# Toro 726 OE rattles - Bearing?



## torothomas (12 mo ago)

Hello all!

I just bough my first snowblower, a used Toro 726 OE, but only after a few weeks it started to rattle a lot.

Does this seem to be the bearing?
YouTube Video #1
YouTube Video #2

Any places you guys recommend buying Toro parts from in Europe?

Thanks!


----------



## UNDERTAKER (Dec 30, 2013)

*Post A Vid Of This Problem Presenting It Self Onto The Masses At Hand Here. Somebody's You Tube Vid Might Not Be The Same As Yours. ALOHA!!!!!!!!!!!!!!!!!!!







*


----------



## cpchriste (Jan 19, 2014)

Yes, that looks and sounds like the impeller bearing is out.
No, I have no euro parts sources


----------



## torothomas (12 mo ago)

Thank you cpchristie. 

The video is of my snowblower.


----------



## db130 (Feb 16, 2013)

Can you post the 5-digit model number? I'd like to see if there's supposed to be a spring near the auger belt pulley.


----------



## torothomas (12 mo ago)

db130 said:


> Can you post the 5-digit model number? I'd like to see if there's supposed to be a spring near the auger belt pulley.


Model NO: 38816


----------



## oneboltshort (Dec 16, 2019)

Did you ever have any freeze up of the impeller? Under slow motion it almost looks like the belt has a burn out section (frozen impeller and engaging the auger idler).
It looks and sounds like the impeller bearing, but could be the augers hitting the housing too? Recently had a couple Toro's on here that had similar.


----------



## torothomas (12 mo ago)

oneboltshort said:


> Did you ever have any freeze up of the impeller? Under slow motion it almost looks like the belt has a burn out section (frozen impeller and engaging the auger idler).
> It looks and sounds like the impeller bearing, but could be the augers hitting the housing too? Recently had a couple Toro's on here that had similar.
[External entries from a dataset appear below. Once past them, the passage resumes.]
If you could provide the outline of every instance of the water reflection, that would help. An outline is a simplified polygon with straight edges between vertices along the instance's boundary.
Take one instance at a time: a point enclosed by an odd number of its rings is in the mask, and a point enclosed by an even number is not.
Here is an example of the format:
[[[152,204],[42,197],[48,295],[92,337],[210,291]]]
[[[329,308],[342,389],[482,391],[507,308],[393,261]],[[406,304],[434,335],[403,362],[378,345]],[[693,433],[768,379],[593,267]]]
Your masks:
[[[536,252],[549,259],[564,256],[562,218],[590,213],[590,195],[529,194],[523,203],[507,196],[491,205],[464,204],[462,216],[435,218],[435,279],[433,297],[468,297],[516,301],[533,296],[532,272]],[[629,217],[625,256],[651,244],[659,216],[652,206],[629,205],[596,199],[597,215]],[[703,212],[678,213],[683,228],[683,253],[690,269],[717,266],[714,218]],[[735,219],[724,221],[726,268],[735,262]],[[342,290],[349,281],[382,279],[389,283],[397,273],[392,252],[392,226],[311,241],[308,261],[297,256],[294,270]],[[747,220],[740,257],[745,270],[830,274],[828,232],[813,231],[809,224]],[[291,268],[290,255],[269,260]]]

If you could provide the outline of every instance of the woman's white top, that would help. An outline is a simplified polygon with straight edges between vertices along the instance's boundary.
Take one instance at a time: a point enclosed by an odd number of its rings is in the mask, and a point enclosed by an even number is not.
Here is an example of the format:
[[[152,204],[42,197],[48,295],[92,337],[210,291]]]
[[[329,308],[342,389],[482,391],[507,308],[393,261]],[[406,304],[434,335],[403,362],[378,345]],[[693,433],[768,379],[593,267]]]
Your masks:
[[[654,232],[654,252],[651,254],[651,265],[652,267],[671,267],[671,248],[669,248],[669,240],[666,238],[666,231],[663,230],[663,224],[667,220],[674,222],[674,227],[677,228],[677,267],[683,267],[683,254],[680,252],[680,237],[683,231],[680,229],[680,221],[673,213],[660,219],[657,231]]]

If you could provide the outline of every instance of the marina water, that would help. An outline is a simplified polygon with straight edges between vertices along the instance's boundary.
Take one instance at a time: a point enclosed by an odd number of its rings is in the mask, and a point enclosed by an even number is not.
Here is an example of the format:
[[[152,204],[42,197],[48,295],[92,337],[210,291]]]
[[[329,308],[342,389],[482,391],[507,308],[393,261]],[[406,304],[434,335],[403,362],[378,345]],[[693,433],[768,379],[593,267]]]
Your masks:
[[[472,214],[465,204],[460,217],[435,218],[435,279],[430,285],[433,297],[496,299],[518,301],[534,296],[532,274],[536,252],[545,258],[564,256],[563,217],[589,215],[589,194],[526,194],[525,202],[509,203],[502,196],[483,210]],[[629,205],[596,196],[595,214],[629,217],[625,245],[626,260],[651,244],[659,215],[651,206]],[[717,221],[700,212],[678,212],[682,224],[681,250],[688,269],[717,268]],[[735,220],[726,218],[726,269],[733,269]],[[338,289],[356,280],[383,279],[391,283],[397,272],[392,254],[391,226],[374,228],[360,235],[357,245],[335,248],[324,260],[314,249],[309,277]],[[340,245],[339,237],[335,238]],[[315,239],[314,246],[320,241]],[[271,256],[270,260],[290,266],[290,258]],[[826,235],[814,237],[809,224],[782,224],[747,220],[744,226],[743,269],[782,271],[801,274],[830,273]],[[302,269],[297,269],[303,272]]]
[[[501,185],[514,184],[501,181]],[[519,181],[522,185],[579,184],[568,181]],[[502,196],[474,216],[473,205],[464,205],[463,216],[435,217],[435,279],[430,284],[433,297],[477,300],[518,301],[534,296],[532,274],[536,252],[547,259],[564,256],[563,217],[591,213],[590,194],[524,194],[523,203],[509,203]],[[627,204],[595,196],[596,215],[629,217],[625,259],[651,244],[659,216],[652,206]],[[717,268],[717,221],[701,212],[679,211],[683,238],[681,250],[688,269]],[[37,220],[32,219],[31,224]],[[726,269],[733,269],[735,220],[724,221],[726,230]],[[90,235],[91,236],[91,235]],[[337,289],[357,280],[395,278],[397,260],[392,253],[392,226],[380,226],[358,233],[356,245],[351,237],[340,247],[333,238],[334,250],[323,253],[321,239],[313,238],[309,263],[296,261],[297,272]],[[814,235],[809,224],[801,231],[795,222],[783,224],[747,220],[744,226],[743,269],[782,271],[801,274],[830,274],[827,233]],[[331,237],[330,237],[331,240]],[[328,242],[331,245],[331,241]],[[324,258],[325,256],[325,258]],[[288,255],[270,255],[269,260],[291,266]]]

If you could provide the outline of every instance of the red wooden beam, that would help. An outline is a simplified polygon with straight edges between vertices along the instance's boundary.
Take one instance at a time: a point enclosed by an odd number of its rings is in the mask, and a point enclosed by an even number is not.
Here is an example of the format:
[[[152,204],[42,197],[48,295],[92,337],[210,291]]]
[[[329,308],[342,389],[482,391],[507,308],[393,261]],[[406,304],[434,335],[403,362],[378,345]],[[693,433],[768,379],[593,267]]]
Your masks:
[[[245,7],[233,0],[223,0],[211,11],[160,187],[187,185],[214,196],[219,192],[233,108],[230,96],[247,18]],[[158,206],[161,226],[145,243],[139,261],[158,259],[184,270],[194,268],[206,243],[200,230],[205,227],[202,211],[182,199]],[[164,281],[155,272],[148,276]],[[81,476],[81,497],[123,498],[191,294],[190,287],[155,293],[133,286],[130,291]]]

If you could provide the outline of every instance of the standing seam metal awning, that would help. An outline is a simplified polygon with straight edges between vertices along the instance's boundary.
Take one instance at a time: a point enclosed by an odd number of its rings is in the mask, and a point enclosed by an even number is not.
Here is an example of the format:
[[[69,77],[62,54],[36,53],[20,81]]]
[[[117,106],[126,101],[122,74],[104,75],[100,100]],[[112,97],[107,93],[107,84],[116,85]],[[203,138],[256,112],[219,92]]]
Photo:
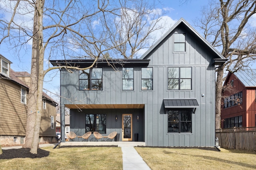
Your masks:
[[[164,99],[164,108],[197,108],[199,107],[196,99]]]

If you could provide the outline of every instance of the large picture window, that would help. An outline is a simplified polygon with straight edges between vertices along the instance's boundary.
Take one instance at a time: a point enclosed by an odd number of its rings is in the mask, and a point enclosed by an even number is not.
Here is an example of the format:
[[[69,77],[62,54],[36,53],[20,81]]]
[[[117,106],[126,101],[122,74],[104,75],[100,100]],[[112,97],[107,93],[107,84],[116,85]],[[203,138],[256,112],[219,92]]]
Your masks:
[[[102,68],[91,68],[79,70],[80,90],[102,90]]]
[[[174,34],[174,52],[186,51],[186,39],[185,34]]]
[[[169,67],[168,90],[191,90],[191,67]]]
[[[106,133],[106,114],[85,115],[86,132],[98,132],[101,134]]]
[[[168,111],[168,133],[192,133],[192,110]]]
[[[133,90],[133,68],[123,68],[122,78],[123,90]]]
[[[141,90],[153,90],[153,68],[141,68]]]

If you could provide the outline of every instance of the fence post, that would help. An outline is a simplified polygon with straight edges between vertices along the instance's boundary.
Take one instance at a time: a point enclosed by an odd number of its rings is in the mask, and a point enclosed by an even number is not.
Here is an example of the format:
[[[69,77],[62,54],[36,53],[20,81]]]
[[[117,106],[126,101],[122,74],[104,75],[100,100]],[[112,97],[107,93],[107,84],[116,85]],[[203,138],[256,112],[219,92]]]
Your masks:
[[[236,131],[236,127],[234,127],[233,130],[233,143],[234,144],[234,149],[236,149],[236,135],[235,133]]]

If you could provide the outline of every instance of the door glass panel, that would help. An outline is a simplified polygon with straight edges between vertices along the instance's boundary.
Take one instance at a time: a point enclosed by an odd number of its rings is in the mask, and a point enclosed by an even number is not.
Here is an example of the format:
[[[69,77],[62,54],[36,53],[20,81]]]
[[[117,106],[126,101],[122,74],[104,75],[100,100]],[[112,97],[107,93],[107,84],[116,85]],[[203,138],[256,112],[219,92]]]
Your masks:
[[[131,138],[131,116],[123,115],[124,138]]]

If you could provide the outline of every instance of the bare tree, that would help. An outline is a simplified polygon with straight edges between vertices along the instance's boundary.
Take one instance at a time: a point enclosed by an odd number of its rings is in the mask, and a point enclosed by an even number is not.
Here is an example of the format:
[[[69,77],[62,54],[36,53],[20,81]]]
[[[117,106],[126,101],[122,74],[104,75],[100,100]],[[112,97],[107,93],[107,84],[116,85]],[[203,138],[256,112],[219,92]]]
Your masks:
[[[18,54],[32,42],[24,147],[30,148],[32,153],[37,153],[43,80],[47,72],[56,69],[66,69],[70,72],[74,69],[86,70],[99,58],[131,58],[138,50],[150,46],[148,37],[150,33],[162,27],[157,23],[162,14],[155,13],[154,4],[148,6],[146,2],[1,1],[1,10],[10,17],[1,17],[0,20],[0,45],[9,43],[9,47],[16,48]],[[25,21],[27,17],[32,21]],[[48,60],[65,60],[85,57],[94,59],[87,68],[68,64],[47,68],[44,66],[45,57]]]
[[[228,60],[216,68],[216,129],[220,127],[222,91],[226,71],[250,67],[256,59],[256,31],[251,18],[256,13],[252,0],[210,1],[202,8],[202,17],[196,25],[204,30],[204,38]]]

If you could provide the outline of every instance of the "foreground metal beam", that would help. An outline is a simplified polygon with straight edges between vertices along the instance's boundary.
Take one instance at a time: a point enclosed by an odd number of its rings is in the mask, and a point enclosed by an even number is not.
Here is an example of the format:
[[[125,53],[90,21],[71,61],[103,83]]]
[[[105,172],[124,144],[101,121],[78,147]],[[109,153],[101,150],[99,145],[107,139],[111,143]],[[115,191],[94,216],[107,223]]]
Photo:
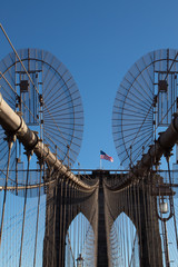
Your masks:
[[[75,176],[62,162],[53,155],[48,146],[38,139],[37,134],[28,128],[24,120],[16,113],[4,101],[0,93],[0,125],[7,135],[14,135],[27,150],[32,150],[39,159],[43,159],[48,166],[55,168],[59,174],[72,180],[80,189],[93,190],[95,186],[89,186]]]

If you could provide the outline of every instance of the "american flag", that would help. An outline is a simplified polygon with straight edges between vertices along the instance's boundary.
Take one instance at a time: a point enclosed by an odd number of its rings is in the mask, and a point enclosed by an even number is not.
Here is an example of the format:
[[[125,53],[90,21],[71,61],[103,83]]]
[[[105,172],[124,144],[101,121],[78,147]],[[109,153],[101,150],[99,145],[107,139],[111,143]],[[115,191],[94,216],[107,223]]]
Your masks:
[[[113,162],[113,158],[108,156],[106,152],[103,152],[102,150],[100,150],[100,159],[106,159],[109,160],[111,162]]]

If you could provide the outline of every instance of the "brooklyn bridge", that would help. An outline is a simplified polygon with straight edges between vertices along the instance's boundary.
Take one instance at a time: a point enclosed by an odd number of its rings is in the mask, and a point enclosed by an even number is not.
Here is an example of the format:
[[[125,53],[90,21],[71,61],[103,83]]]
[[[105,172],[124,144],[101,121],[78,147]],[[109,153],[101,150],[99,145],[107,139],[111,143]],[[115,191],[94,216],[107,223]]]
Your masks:
[[[178,266],[178,50],[147,53],[119,86],[122,169],[73,169],[83,108],[72,76],[1,30],[12,51],[0,61],[0,266]]]

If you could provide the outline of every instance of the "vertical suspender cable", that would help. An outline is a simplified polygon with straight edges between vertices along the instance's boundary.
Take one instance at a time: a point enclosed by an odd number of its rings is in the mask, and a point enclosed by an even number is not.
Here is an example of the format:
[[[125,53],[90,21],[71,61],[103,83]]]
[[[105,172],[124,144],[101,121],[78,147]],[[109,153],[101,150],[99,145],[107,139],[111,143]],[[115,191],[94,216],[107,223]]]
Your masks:
[[[170,164],[169,164],[168,158],[167,158],[167,164],[168,164],[169,184],[170,184],[170,187],[172,188],[172,182],[171,182],[171,177],[170,177]],[[176,234],[176,244],[177,244],[177,249],[178,249],[178,235],[177,235],[177,224],[176,224],[176,216],[175,216],[174,196],[170,196],[169,198],[170,198],[170,205],[171,205],[171,208],[172,208],[175,234]]]
[[[23,234],[24,234],[24,219],[26,219],[26,206],[27,206],[27,191],[28,191],[28,181],[29,181],[30,157],[31,157],[30,151],[27,151],[28,169],[27,169],[26,191],[24,191],[24,207],[23,207],[23,221],[22,221],[22,230],[21,230],[19,267],[21,267],[21,256],[22,256],[22,248],[23,248]]]
[[[41,172],[42,172],[42,164],[40,164],[40,185],[41,185]],[[36,241],[34,241],[34,257],[33,257],[33,267],[36,267],[36,255],[37,255],[37,238],[38,238],[38,224],[39,224],[39,209],[40,209],[40,190],[38,192],[38,208],[37,208],[37,224],[36,224]]]
[[[1,216],[0,247],[1,247],[1,239],[2,239],[3,218],[4,218],[4,208],[6,208],[6,200],[7,200],[8,177],[9,177],[9,165],[10,165],[10,154],[11,154],[12,145],[13,145],[12,138],[8,137],[9,155],[8,155],[8,166],[7,166],[7,176],[6,176],[4,196],[3,196],[3,206],[2,206],[2,216]]]

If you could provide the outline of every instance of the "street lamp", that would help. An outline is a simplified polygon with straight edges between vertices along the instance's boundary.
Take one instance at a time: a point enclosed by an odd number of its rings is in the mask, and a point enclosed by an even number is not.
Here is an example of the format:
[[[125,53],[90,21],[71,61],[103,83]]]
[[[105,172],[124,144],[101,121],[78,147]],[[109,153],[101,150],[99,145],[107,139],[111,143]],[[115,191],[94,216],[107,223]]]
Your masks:
[[[81,254],[79,254],[79,257],[76,259],[77,260],[77,267],[83,267],[83,258],[81,257]]]

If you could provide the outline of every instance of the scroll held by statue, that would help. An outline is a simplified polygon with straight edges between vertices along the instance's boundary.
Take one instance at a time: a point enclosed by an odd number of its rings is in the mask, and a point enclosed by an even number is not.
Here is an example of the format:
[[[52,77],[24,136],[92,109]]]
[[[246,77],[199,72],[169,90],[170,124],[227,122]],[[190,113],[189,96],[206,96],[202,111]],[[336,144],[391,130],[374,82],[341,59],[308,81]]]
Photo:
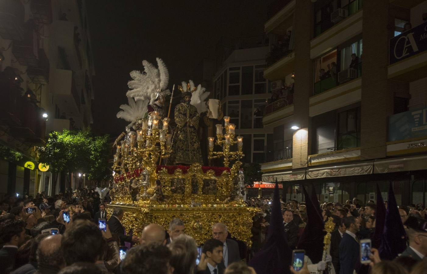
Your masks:
[[[211,113],[209,117],[215,119],[218,119],[218,108],[219,105],[219,100],[216,99],[209,99],[208,101],[208,103]]]

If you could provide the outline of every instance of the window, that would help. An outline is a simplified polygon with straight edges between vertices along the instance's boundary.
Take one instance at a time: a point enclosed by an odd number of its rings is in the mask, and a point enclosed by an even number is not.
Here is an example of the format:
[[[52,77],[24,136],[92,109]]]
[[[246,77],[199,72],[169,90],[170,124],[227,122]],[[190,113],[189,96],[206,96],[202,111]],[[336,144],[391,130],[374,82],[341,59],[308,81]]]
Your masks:
[[[409,23],[406,20],[402,19],[395,19],[395,36],[397,36],[405,30],[405,24]]]
[[[242,107],[242,125],[240,128],[252,128],[252,100],[243,100]]]
[[[252,94],[253,93],[253,66],[243,67],[242,67],[242,95]]]
[[[336,86],[339,71],[336,50],[314,60],[314,92],[318,94]]]
[[[338,119],[337,149],[360,146],[360,108],[340,112]]]

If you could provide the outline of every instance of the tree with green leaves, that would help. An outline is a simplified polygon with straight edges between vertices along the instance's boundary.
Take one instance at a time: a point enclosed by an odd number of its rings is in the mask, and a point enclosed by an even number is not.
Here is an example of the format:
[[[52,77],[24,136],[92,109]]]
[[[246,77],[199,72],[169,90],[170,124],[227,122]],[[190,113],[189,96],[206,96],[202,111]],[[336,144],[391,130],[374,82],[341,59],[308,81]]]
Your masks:
[[[94,136],[90,129],[50,133],[39,161],[49,165],[56,175],[53,189],[61,172],[85,173],[89,180],[98,181],[108,175],[108,135]]]

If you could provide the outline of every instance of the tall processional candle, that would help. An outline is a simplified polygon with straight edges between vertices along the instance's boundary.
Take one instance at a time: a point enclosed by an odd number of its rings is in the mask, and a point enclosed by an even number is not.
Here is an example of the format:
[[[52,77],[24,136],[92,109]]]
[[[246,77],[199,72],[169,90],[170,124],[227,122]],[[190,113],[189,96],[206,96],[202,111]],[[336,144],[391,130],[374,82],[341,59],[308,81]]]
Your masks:
[[[237,137],[237,146],[243,146],[243,137]]]
[[[209,147],[213,148],[214,147],[214,140],[215,138],[213,137],[208,137],[208,140],[209,141]]]
[[[216,134],[222,135],[222,126],[219,124],[216,125]]]

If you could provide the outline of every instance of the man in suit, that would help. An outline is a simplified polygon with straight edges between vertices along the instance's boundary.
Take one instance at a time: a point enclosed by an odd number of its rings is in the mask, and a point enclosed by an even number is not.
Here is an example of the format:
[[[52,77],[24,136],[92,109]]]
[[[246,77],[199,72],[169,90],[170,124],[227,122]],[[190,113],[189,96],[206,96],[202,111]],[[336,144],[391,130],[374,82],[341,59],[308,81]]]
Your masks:
[[[99,204],[99,210],[95,213],[95,217],[94,218],[95,222],[97,223],[98,219],[105,219],[105,220],[108,219],[107,211],[105,210],[105,205],[103,204]]]
[[[139,239],[136,236],[128,236],[125,234],[125,228],[122,225],[120,221],[123,219],[124,213],[123,210],[120,207],[116,207],[113,211],[113,216],[107,222],[107,224],[110,228],[110,230],[112,233],[114,233],[118,236],[120,239],[120,245],[124,245],[125,242],[139,242]]]
[[[235,241],[227,239],[228,235],[227,226],[224,224],[216,223],[212,225],[212,238],[222,243],[224,259],[221,264],[224,268],[232,263],[240,260],[239,245]]]
[[[13,269],[18,248],[25,240],[25,224],[18,220],[7,220],[0,227],[0,237],[5,243],[0,249],[0,274]]]
[[[339,274],[353,274],[359,265],[359,239],[356,233],[360,229],[360,224],[354,216],[346,217],[342,222],[346,230],[339,243]]]
[[[298,226],[293,222],[293,214],[290,210],[284,210],[282,215],[288,246],[291,249],[294,249],[298,242]]]
[[[222,274],[225,269],[222,263],[223,258],[222,242],[216,239],[209,239],[203,245],[203,252],[208,261],[203,274]]]
[[[412,257],[418,261],[427,259],[427,220],[409,216],[405,225],[408,228],[409,246],[401,256]]]
[[[175,218],[169,223],[169,230],[167,231],[169,238],[166,240],[166,245],[169,245],[177,237],[184,234],[185,230],[184,223],[181,219]]]
[[[335,270],[335,273],[339,273],[339,244],[342,236],[345,233],[345,226],[341,222],[338,229],[330,233],[330,248],[329,254],[332,258],[332,265]]]

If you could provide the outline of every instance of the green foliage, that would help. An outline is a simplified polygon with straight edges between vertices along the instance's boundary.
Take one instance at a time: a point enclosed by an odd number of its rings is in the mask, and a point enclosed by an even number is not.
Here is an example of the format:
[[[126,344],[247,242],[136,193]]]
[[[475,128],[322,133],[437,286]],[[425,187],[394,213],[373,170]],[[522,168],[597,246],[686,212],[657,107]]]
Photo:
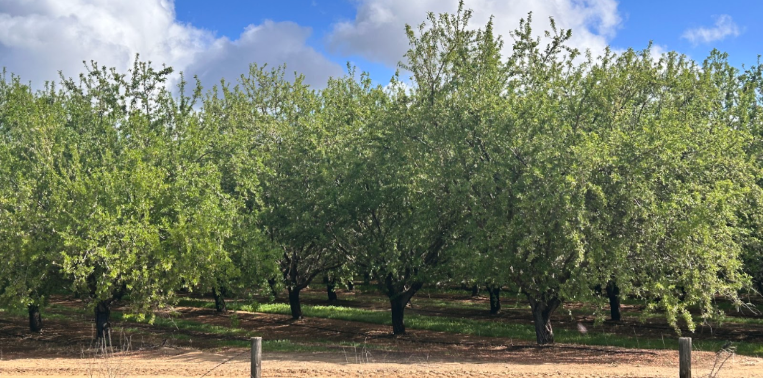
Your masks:
[[[504,56],[493,20],[430,14],[385,87],[352,67],[314,90],[253,65],[190,94],[138,59],[38,92],[4,73],[0,301],[63,287],[149,314],[179,289],[298,300],[370,272],[396,332],[427,284],[508,284],[542,343],[610,280],[676,330],[743,305],[763,289],[763,65],[595,56],[530,16]]]

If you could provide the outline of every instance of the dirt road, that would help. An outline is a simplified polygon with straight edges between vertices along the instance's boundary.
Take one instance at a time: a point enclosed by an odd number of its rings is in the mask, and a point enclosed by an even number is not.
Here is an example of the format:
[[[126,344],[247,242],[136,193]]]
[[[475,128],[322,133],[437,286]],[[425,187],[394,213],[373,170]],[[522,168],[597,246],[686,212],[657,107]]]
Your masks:
[[[494,361],[459,360],[458,357],[431,357],[425,351],[409,355],[366,354],[354,349],[341,353],[266,353],[265,377],[675,377],[674,351],[658,354],[618,355],[611,363],[588,358],[591,352],[576,351],[565,356],[560,350],[499,354]],[[231,357],[240,356],[210,370]],[[572,354],[579,354],[576,361]],[[647,357],[648,356],[648,357]],[[711,353],[694,354],[694,375],[706,376],[715,360]],[[590,362],[589,362],[590,360]],[[615,362],[617,361],[617,362]],[[245,350],[221,353],[163,348],[150,352],[117,354],[109,358],[14,358],[0,360],[0,377],[198,377],[246,376],[250,361]],[[736,356],[717,376],[723,378],[763,377],[763,359]]]

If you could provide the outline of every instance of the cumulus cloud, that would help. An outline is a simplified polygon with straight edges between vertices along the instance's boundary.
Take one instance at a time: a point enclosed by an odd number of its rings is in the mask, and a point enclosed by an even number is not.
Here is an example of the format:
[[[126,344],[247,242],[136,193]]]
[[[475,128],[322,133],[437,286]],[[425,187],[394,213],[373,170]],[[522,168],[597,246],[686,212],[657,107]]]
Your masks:
[[[687,29],[681,37],[688,40],[693,45],[697,46],[700,43],[723,40],[727,37],[736,37],[740,33],[739,27],[731,16],[721,14],[716,18],[715,25],[713,27]]]
[[[304,74],[306,83],[321,86],[329,76],[341,76],[344,72],[339,65],[306,44],[311,33],[310,28],[288,21],[266,21],[260,25],[250,25],[236,40],[225,37],[215,40],[198,54],[188,71],[198,75],[201,82],[211,85],[221,78],[236,80],[249,71],[251,62],[272,66],[285,63],[287,72]]]
[[[453,12],[459,0],[359,0],[354,20],[339,22],[327,37],[330,50],[359,55],[369,60],[394,66],[407,51],[405,24],[418,25],[427,11]],[[572,30],[574,47],[600,53],[614,37],[621,23],[615,0],[472,0],[466,8],[473,10],[472,24],[482,27],[491,15],[495,17],[495,31],[507,38],[520,18],[533,12],[533,27],[542,34],[549,17],[558,27]],[[506,48],[510,49],[507,40]],[[506,52],[504,52],[506,53]]]
[[[305,44],[310,33],[293,23],[266,21],[250,25],[237,40],[218,38],[178,21],[172,0],[2,0],[0,66],[39,88],[56,80],[60,70],[76,76],[83,60],[126,70],[140,53],[141,59],[198,73],[206,85],[235,79],[254,62],[285,62],[319,84],[341,74],[341,67]]]

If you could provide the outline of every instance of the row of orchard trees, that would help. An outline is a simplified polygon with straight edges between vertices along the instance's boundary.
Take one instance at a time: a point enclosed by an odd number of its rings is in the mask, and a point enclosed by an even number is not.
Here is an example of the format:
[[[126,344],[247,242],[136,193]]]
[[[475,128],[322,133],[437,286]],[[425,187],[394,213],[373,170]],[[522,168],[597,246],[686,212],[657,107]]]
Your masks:
[[[300,291],[341,271],[375,277],[403,334],[417,291],[466,280],[526,297],[539,344],[602,287],[690,328],[690,306],[741,304],[763,277],[761,66],[594,57],[529,18],[502,56],[469,16],[409,27],[411,79],[385,87],[253,66],[172,94],[140,61],[39,91],[4,75],[0,301],[34,330],[68,290],[101,337],[114,301],[144,316],[181,289],[285,287],[300,318]]]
I can't say that I've ever experienced that or the augers hitting the housing. But there seems to be a lot of slack on the belt. I think I'll change both the belt and the impeller bearing. Thanks for the input!


----------



## torothomas (12 mo ago)

Any good stores that ships from USA to Europe?


----------



## McGillicuddy (Nov 1, 2021)

torothomas said:


> Any good stores that ships from USA to Europe?


I think Lawn Mower Parts | Small Engine Parts - Jacks Small Engines ships internationally.


----------